(5)
「ここはイジメなんて無いのかなー」
「あっ、言い忘れた。この島はね、イジメは重罪なの」
「えっ、そうなの?」
「うん、軽くて無期懲役っていう刑だよ」
なるほど、軽くて無期懲役なら日本でいえば殺人を犯したくらい重い刑だ。確かにイジメは人の精神を殺す。だが、僕も僕より弱いクラスメイトに嫌がらせをしてしまったことがある。宿題を見せてというのを断っただけだが、それが罰に値するなら、僕は刑務所に入っていることになる。
坂を下りきって今度は上る。今は何時くらいなんだろう。太陽が真ん中くらいにあるので昼だということは分かるが、この島の時間の感覚はどうなっているのか。
「アンジェリーナちゃん、今の時間を教えてくれない?」
「たぶん、3時くらい」
3時か。僕は日本で布団に入って眠ってからの記憶がない。クリスマスのイルミネーションから察するに12月という接点はあるみたいだが、セントジョーンズ島との時差はあるのだろうか。まあ、いい。昼間だということが分かれば歓迎会は夜にやるものだと合点がいく。それより先に僕が住む家を見なくては。この島は寒い。隙間風なんかが入らない頑丈な作りの家を願いたい。暖炉があるというから良かったものの、暖房器具がなければ凍死しそうだ。
「あそこだよ」
アンジェリーナちゃんは坂の一番上を指さす。あそこ!?石を積み上げて作った灰色と茶色を混ぜたような色の壁に大きな赤い屋根の家があった。一人で住むには大き過ぎじゃない!?

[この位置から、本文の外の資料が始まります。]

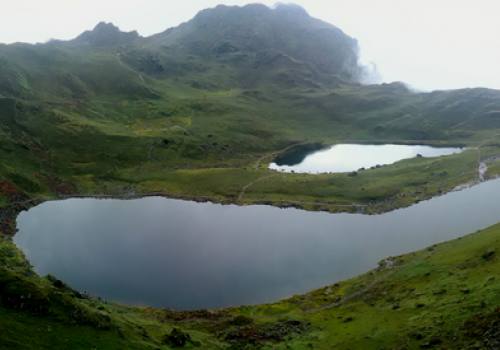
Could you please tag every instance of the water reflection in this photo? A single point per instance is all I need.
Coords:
(351, 157)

「1階はね、サンタイルさんと共同でプレゼントの仕分け作業をしてもらう部屋だけなの。2階にね、ベッドと机のある、クリストフくんの部屋があるよ。サンタイルさんの部屋は隣!」
へえ!1階は仕事場かあ。でもプレゼントってクリスマスのって言ってた。それが終わったら僕はどうなるんだろう。それに住むのはサンタイルさんっていう人とか。上手くいくんだろうか。
「うーん」
僕は腕を組んで唸った。
「プレゼントの仕分けは来年、再来年の分もあるからね!」
アンジェリーナちゃんは僕の考えていることが分かったように片目を瞑る。そうか、僕は居たくなくなるまで居てもいいんだった。
「ジョリイはここで待っててね」
「ワン」
この犬は人間の言っていることが解るようだ。不思議だなあ。
家に入ると、オルゴールみたいな音が聞こえて、右手に暖炉があった。チカチカと赤い炎が揺れている。真正面にあるテーブルの上には赤や緑、金色のプレゼントが山積みにされていた。袋や箱が雪崩落ちてきそうだ。暖炉から離れているから大丈夫だと思うがもっとプレゼントが増えたら火事になりそうだ。